Pricing a property is the single most important economic factoring in selling an office building, a neighborhood retail center, or a 5-acre parcel of industrial land. We know that there is a relationship between NOI and marketability.
Then, of course, there is the CAP rate, many believing it the be-all and end-all…it isn’t.
Multiple other factors and influence the go-to-market price. Leases, vacancies, deferred maintenance, note calls, and an owner’s personal needs can all influence the price.
Commercial property owners who want to sell their properties will often be heard making one or more of the following statements:
“Price it higher than market so I do not receive low offers.”
“I need to secure this price because I need to recover loses.“
While we certainly understand the logic behind these and other statements used by owners to justify their pricing strategy, we don’t agree with the logic or the reality of such approaches.
Here is the truth about commercial real estate pricing. If a property is generating revenue, the price is a function of the cash flow, also known as the Net Operating Income (“NOI”). Real commercial buyers are attracted to investments that have a solid and performing NOI.
Another truth we should consider is that commercial real estate is similar in many respects to selling other types of assets, such as a stock. It would be laughable to think that we could sell our Microsoft, General Motors or IBM stock by inventing a price we want.
Commercial property owners who want to sell should recognize there is a market for their property, just as with a stock investment. If the property is leased to a tenant or multiple tenants, the investor is going to look at the lease performance, both current and future and the gross and net cash flows.

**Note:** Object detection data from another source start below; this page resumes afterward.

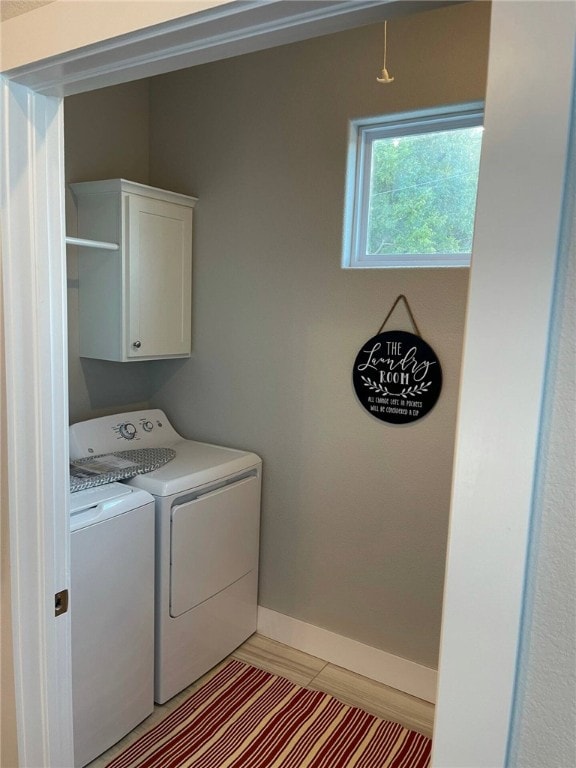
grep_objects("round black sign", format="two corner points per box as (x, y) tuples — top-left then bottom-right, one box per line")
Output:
(352, 331), (442, 424)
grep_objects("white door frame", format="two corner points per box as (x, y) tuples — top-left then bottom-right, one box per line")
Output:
(2, 0), (574, 768)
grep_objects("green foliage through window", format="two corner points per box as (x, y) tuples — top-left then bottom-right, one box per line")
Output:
(345, 104), (482, 266)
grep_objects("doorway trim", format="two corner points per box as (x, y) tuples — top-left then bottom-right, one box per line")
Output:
(2, 0), (574, 768)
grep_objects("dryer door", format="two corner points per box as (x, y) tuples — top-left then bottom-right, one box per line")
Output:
(170, 475), (260, 618)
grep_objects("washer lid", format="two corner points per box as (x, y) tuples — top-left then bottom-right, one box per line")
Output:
(128, 440), (261, 496)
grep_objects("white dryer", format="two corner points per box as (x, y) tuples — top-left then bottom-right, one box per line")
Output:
(70, 409), (261, 704)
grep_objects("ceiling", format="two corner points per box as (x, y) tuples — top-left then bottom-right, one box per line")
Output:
(0, 0), (54, 21)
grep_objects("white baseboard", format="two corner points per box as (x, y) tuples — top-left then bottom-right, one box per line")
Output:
(258, 606), (438, 702)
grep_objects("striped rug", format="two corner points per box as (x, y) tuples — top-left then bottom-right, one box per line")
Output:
(107, 660), (430, 768)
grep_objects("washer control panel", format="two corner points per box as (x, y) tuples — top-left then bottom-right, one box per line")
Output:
(70, 408), (181, 459)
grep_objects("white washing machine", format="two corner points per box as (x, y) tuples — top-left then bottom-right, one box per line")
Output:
(70, 483), (154, 768)
(70, 409), (261, 704)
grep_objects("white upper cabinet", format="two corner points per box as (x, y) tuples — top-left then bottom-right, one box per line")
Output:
(70, 179), (196, 362)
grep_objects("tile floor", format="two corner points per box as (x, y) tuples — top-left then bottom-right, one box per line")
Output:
(86, 635), (434, 768)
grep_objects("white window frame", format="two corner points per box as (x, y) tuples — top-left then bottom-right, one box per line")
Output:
(342, 101), (484, 269)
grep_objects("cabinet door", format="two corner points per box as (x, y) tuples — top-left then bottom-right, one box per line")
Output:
(125, 195), (192, 359)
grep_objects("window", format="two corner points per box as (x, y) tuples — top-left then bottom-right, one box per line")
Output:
(343, 103), (484, 268)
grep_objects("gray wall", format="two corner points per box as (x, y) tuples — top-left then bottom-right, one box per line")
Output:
(510, 111), (576, 768)
(150, 3), (489, 666)
(64, 80), (151, 422)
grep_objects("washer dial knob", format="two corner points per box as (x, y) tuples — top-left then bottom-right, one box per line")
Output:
(118, 421), (137, 440)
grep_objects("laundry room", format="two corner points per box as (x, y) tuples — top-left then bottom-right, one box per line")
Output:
(65, 2), (490, 760)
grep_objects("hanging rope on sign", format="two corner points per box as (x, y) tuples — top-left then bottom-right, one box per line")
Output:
(376, 21), (394, 83)
(378, 294), (422, 338)
(352, 295), (442, 424)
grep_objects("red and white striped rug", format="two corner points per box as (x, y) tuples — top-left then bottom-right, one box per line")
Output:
(107, 660), (431, 768)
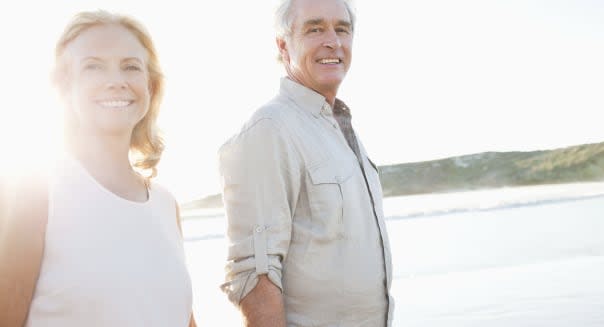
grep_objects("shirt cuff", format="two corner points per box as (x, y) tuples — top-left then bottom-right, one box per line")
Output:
(220, 262), (283, 305)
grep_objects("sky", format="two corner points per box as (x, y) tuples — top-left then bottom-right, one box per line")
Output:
(0, 0), (604, 202)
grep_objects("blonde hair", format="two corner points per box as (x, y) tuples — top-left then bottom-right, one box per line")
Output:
(53, 10), (164, 179)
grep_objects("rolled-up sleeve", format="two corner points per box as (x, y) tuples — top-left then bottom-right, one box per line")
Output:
(218, 118), (300, 304)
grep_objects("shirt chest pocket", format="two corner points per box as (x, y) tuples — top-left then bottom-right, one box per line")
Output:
(307, 162), (353, 241)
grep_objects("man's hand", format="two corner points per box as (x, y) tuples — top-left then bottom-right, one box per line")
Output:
(239, 275), (285, 327)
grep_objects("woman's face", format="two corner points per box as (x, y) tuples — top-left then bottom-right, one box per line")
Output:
(63, 24), (151, 138)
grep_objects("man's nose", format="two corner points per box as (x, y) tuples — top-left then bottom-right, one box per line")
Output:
(323, 30), (342, 49)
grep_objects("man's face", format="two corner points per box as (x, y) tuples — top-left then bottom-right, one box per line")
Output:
(277, 0), (352, 98)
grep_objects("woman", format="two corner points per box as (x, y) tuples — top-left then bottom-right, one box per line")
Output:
(0, 11), (195, 327)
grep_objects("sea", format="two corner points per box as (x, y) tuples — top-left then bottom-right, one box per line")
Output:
(183, 182), (604, 327)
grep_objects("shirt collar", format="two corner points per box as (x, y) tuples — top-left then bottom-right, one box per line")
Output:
(280, 77), (331, 118)
(280, 77), (350, 118)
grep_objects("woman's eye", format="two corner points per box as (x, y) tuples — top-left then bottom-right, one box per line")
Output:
(126, 65), (142, 71)
(84, 64), (102, 70)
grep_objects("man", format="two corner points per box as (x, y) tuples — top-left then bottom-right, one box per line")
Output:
(219, 0), (393, 327)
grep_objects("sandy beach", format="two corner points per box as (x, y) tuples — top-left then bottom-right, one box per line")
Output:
(183, 185), (604, 327)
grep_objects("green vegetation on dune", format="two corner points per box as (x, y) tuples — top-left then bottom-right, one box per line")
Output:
(380, 143), (604, 196)
(182, 142), (604, 209)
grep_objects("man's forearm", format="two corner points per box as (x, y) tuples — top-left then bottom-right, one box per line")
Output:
(239, 275), (285, 327)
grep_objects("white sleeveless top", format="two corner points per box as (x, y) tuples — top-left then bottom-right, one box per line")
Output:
(26, 157), (192, 327)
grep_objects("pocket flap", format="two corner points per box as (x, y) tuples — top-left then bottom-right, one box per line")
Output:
(308, 162), (353, 184)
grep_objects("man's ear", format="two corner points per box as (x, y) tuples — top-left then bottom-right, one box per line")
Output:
(275, 37), (289, 62)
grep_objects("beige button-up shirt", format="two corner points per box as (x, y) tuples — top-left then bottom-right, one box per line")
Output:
(219, 78), (394, 327)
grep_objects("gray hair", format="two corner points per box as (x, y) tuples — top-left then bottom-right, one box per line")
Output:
(275, 0), (356, 38)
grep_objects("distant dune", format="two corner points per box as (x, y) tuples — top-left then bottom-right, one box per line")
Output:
(182, 142), (604, 209)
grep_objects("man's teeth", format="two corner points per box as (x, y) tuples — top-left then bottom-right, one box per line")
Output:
(100, 100), (132, 108)
(319, 58), (340, 64)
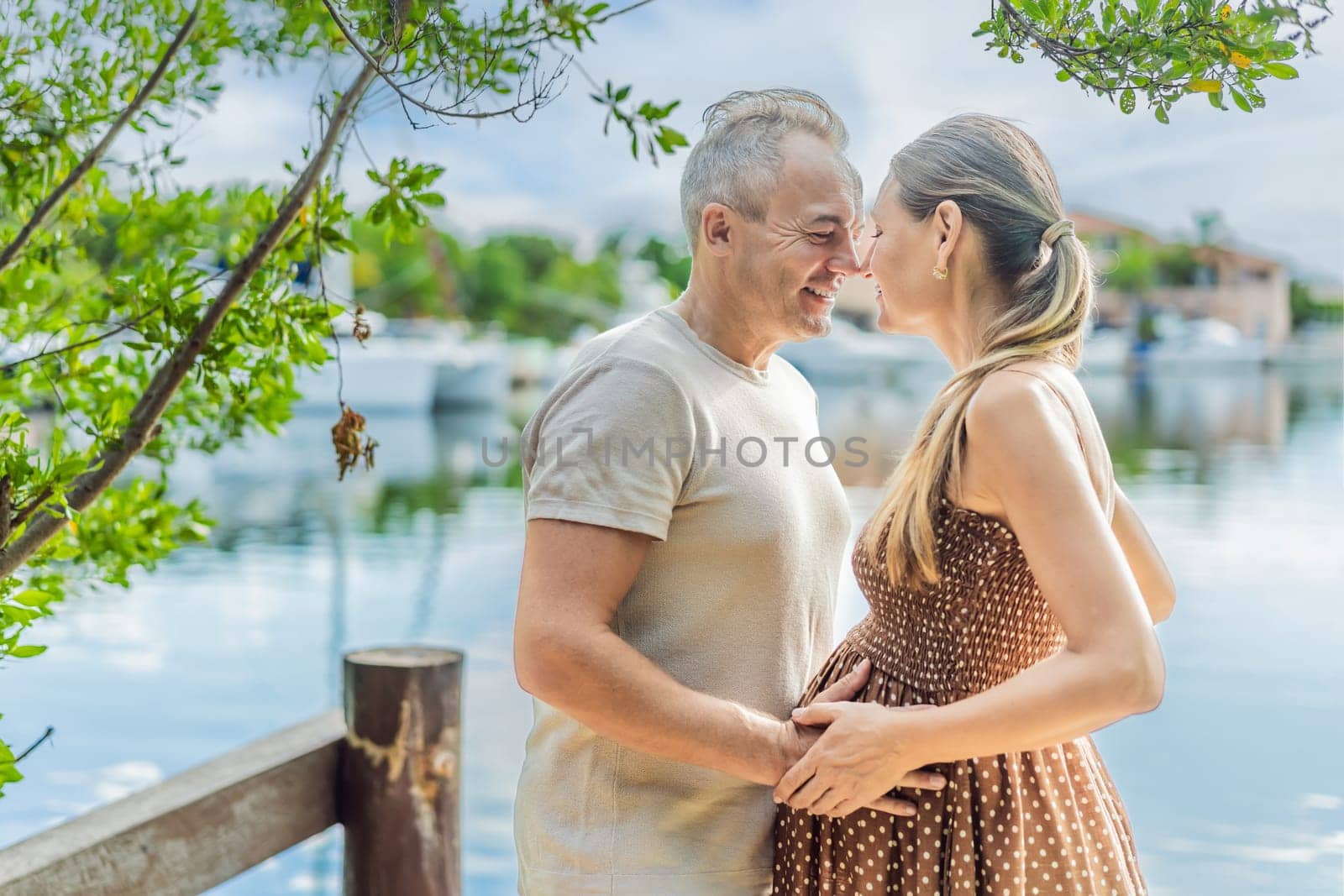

If the property sits vacant the value of the property always diminishes over time. Why? Because it has no cash flow. In the case of a vacant property it is even more critical that pricing be at or even slightly below the true market value. Simply put, empty properties place the new buyer at a higher risk than functioning properties. This risk, whether the owner believes it or not, will be a factor in determining whether the property sells before its market value drops significantly.
The price tension created by artificially inflating property values are deadly to the owner and almost always backfire. Properties that sit, decrease in value and create more “market skeptics” who further devalue the property.
The most important selling zone is the first 120-180 days from the time a commercial property hits the market.